Publication
AI-Driven Adaptive Systems for Knee Rehabilitation: Leveraging Artificial Mental Models for Personalized Patient Support
Sabine Janzen; Prajvi Saxena; Cicy Agnes; Wolfgang Maaß
In: Proceedings of the Conference of the German AI Service Centers 2024. Konferenz der deutschen KI-Servicezentren (KonKIS-2024), September 18-19, Göttingen, Germany, 9/2024.
Abstract
In the evolving domain of prevention and rehabilitation, adaptive and personalized Artificial Intelligence (AI) systems are pivotal for delivering patient-centric care. This study investigates the application of Artificial Mental Models (AMM) within healthcare AI systems, specifically in knee rehabilitation, to address cognitive challenges that result in incomplete or biased data, impacting patient decision-making and communication. Leveraging Large Language Models (LLMs), we develop and fine-tune AMMs to accurately capture individual patients' mental models and enhance support during rehabilitation.
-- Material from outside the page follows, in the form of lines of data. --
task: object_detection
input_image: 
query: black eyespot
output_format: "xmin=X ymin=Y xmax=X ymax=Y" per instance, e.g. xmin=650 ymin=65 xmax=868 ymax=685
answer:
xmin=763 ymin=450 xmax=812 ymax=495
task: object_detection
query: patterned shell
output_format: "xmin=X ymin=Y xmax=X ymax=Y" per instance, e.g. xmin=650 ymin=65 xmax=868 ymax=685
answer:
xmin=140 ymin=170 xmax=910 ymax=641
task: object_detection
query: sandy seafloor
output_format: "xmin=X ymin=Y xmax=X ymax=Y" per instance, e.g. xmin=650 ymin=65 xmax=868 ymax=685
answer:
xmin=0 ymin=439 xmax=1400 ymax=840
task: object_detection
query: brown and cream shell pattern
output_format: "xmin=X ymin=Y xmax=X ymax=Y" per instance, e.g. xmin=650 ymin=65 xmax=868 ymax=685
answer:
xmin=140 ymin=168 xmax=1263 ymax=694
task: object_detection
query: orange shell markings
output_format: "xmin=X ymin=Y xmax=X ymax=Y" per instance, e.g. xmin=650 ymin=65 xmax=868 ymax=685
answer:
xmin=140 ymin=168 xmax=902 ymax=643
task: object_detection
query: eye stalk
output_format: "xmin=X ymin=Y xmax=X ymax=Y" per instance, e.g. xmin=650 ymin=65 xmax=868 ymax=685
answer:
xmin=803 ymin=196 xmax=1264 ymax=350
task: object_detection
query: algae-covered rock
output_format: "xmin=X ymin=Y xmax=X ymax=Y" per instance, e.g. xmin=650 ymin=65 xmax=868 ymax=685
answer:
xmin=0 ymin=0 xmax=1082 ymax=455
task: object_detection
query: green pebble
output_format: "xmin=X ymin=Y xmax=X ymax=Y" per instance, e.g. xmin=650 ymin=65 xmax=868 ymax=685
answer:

Our research adopts a Design Science Research (DSR) methodology encompassing two phases: elicitation and individualization. In the elicitation phase, a domain-specific AMM is generated through a quantitative study involving 150 participants and indirect patient observations, ensuring a discrimination- and bias-free model. The individualization phase utilizes curated and non-curated patient data to fine-tune the AMM for individual patients. The effectiveness of these patient-specific AMMs is evaluated in real-world rehabilitation settings through A/B testing, comparing patient and AMM predictions of pain with actual pain assessments.
The study's outcomes highlight the potential of AI systems to provide accurate, personalized, and bias-free patient care, significantly improving rehabilitation outcomes. The methodology and findings suggest broader applicability across various healthcare domains, enhancing the integration of AI in routine patient care and advancing the effectiveness of therapeutic interventions.